Getting The Lead Out Of The Arduino Runtime

mhvlib_arduino_efficiency_runtime

Ah, the Arduino.

Love it or hate it, there’s no denying that part of its accessibility comes at the expense of speed and efficiency. We honestly like the platform as well as all of the others out there, because we believe that everything has its proper place and purpose. The crew over at Make, Hack, Void think that the Arduino dev boards are well and good, but that the core of the Arduino runtime could use some improvement.

They have taken it upon themselves to dig deep into the code and make some of the improvements that many advanced Arduino users have been clamoring for. Their MHVLib is an efficiency oriented runtime library which works on all AVR microcontrollers, whether they be standalone uCs or Arduino-branded hardware.

They have changed the way that the Arduino handles pin and port information, as well as how object and buffers are allocated in memory. Their code still relies on an Arduino-style bootloader, though they recommend Optiboot since it’s about a quarter of the size of the Arduino version.

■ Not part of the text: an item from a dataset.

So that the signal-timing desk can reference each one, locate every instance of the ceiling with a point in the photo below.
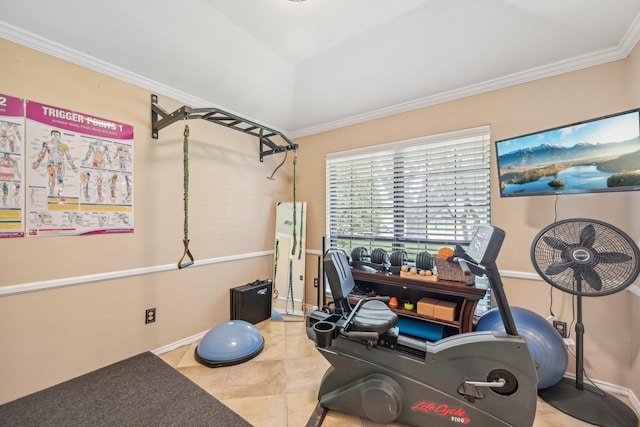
(305, 67)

There’s a complete list of what has been implemented available on their site, and you can grab the code via their GIT repository if you want to give it a try yourself.

25 thoughts on “Getting The Lead Out Of The Arduino Runtime

  1. Teensyduino has provided highly optimized functions on Arduino for well over a year.

    I’ll take a look and see how this compares. I’m try to git clone it right now, but their server isn’t responding.

    Maybe I really ought to create a benchmarking library (eg, use Timer1 to measure actual elapsed cycles) and publish some hard numbers.

  2. There is a project called “arduino lite”. I’ve browsed the source code and find it is almost impossible to improve the speed of IO manipulation because they used look up table.

  3. It’s not impossible!

    If you have a Teensy board, you can quickly confirm Teensyduino’s digitalWrite is at least twice as fast as Arduino’s. I replaced the lookup tables with a computed jump, and hand-optimized assembly implementation. For non-const cases, it costs a few hundred extra bytes in code size, but the speedup is quite impressive.

    For const input cases, digitalWrite in Teensyduino is implemented as a single instruction! Ben Combee deserves credit for the idea, which he posted in early 2009. I wrote the first working implementation in November 2009, and it’s been in Teensyduino ever since.

    It’s also been sitting, unused, since November 2009 in Arduino’s issue tracker!

    http://code.google.com/p/arduino/issues/detail?id=140

    Teensyduino speeds up the other common functions too, like digitalRead, pinMode, etc.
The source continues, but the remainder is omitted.